Ever since US investigations into Chinese trade policies in 2017 led to tariffs on Chinese goods, there has been a continual standoff between the two largest global economies. With over 250 billion dollars worth of tariffs placed on Chinese goods and a reciprocating 110 billion dollars on American goods in 2018, the effects of the ongoing trade war are felt internationally. There has been a drastic adverse effect on the global economy that without remedy, could halt and even reverse global economic growth.
Tuesday morning the International Monetary Fund (IMF) revised its prediction for global economic growth in 2019, showing a 0.1% decrease from their previous forecast in April and a notable 0.3% decrease from the beginning of the year. While alluding to the intensifying trade war between the US and China, the IMF claimed that the decrease in global economic growth is in part due to, “Weak trade prospects—to an extent reflecting trade tensions—in turn create headwinds for investment.” Furthermore, Morgan Stanley estimates if the trade war continues to escalate, there could be a possible 0.81 percentage point drop in global GDP.

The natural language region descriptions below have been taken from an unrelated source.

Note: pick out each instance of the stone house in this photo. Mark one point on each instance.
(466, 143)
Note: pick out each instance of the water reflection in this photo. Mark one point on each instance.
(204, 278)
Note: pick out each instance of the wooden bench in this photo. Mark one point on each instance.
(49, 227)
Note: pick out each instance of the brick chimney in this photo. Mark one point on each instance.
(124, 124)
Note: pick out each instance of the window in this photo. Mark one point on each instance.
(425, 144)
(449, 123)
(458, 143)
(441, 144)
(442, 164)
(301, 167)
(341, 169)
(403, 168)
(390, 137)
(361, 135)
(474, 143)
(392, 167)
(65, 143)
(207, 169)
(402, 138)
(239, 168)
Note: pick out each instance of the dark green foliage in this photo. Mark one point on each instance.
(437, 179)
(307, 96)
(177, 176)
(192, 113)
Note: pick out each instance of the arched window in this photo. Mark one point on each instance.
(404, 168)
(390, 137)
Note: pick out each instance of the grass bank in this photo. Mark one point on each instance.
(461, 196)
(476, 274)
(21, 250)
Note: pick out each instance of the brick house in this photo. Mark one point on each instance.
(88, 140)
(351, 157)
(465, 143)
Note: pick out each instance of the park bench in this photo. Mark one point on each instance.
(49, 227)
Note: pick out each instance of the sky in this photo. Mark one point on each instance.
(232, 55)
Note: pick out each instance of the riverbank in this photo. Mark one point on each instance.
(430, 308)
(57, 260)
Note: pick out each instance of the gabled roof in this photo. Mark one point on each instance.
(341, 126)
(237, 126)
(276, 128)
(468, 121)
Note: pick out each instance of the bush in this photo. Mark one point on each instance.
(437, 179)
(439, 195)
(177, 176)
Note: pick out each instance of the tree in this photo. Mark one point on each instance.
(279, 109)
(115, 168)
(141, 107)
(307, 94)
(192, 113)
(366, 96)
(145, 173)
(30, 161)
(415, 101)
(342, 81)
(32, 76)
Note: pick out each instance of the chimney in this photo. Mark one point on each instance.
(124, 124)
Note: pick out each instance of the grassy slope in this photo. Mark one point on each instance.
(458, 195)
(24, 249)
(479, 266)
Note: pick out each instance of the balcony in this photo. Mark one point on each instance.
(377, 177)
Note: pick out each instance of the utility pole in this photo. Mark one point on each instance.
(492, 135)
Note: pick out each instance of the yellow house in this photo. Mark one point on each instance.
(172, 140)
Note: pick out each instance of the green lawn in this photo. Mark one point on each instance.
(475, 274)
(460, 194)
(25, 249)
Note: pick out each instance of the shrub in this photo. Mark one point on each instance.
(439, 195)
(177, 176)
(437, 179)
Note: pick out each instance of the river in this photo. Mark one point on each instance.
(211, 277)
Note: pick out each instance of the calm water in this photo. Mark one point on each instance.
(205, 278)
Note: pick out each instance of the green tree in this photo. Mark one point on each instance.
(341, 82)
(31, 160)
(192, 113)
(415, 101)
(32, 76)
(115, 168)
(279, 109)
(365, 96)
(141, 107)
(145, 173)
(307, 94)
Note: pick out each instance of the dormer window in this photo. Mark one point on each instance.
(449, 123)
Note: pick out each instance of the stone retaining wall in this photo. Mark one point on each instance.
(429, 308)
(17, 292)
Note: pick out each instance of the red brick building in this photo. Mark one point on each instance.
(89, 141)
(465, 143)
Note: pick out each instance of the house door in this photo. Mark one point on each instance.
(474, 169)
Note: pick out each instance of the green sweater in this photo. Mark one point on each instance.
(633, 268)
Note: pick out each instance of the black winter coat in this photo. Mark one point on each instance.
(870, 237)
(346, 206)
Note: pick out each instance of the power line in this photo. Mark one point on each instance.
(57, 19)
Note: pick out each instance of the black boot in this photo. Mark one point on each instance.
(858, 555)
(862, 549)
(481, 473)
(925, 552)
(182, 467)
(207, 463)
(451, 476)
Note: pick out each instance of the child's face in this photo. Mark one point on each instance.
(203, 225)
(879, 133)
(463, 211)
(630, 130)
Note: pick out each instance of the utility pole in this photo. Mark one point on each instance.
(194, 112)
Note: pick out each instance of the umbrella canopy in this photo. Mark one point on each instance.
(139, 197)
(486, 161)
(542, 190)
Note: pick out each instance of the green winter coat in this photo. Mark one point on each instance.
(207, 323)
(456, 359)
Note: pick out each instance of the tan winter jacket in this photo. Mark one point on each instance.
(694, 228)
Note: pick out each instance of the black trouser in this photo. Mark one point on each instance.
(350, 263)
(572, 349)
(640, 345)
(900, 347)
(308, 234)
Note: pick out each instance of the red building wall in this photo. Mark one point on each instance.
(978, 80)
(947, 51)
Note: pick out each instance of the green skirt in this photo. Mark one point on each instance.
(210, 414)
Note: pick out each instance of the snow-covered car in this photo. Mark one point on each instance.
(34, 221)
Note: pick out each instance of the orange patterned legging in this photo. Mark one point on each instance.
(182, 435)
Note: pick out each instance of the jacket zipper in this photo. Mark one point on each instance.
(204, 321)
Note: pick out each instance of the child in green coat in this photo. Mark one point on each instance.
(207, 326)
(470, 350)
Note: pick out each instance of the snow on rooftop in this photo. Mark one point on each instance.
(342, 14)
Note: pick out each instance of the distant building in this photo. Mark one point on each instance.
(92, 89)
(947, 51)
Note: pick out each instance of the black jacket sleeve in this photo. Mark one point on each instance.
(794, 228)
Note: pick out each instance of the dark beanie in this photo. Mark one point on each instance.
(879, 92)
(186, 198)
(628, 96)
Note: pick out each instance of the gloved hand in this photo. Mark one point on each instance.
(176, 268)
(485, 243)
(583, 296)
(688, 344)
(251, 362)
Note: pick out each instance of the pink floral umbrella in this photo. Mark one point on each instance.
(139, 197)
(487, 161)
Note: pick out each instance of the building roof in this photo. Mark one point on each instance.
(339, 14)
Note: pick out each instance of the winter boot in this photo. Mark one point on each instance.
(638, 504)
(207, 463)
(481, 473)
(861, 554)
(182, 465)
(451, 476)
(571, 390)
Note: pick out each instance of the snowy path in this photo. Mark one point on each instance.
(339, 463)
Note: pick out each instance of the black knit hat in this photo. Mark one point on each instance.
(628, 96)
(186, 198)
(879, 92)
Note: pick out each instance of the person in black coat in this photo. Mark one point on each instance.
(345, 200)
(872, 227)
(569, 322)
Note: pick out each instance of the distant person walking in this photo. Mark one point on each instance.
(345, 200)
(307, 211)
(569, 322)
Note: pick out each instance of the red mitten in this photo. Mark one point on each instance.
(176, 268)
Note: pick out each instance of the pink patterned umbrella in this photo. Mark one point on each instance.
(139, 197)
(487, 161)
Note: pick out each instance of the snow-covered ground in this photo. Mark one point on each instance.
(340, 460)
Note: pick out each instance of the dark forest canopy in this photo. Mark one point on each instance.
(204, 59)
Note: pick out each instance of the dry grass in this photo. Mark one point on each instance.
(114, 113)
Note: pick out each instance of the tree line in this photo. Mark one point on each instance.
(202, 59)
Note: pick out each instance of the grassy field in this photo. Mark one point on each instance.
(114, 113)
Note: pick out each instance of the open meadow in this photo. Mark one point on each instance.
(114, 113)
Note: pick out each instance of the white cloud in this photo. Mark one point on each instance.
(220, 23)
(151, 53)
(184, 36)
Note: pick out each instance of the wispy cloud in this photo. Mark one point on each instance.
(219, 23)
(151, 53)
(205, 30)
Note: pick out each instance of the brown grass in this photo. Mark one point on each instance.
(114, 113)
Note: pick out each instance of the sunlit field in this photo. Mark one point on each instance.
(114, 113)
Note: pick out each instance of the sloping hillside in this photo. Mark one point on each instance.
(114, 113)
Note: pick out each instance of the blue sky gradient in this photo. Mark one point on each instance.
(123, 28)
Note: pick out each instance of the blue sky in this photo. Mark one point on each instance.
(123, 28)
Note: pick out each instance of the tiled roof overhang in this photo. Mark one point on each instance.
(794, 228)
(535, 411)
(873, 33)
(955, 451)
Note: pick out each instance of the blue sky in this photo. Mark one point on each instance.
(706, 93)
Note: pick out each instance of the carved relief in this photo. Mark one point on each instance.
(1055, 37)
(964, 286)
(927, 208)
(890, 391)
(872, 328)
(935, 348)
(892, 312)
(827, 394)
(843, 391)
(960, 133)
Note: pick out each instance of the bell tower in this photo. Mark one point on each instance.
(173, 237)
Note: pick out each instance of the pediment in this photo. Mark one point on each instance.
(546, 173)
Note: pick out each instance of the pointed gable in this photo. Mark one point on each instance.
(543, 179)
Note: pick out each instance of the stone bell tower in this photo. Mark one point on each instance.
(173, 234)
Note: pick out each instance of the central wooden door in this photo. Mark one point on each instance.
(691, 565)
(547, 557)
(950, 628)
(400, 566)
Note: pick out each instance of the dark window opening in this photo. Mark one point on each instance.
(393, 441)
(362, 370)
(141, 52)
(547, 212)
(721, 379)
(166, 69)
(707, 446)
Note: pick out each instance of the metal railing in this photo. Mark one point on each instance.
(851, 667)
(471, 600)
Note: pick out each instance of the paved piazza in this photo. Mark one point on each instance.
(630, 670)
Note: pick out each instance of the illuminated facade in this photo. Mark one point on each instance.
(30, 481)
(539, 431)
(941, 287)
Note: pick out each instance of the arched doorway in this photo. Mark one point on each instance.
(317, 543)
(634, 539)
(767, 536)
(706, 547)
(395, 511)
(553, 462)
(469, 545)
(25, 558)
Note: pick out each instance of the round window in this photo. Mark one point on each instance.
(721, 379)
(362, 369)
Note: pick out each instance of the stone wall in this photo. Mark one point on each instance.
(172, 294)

On Wednesday, the White House released a statement claiming that US trade representative Robert Lighthizer and US Treasury secretary Steven Mnuchin will meet with Vice Premier Liu He in China next week in an attempt to further negations and hopefully reach an agreement with the Chinese government. With President Trump easing up on the US business ban on telecom giant Huaweii and a renewed effort by President Xi Jinping to revitalize Chinese importation of US agricultural goods, de-escalation of the harmful trade war might be able to pivot from a long shot to a reality and allow the global economy to resume steady growth.
Keith Knutsson of Integrale Advisors commented that, “For the global economy to exhibit continual growth, tariffs must decrease on behalf of both the United States and China. The two global economic powerhouses must cooperate to create a more economically stable world.”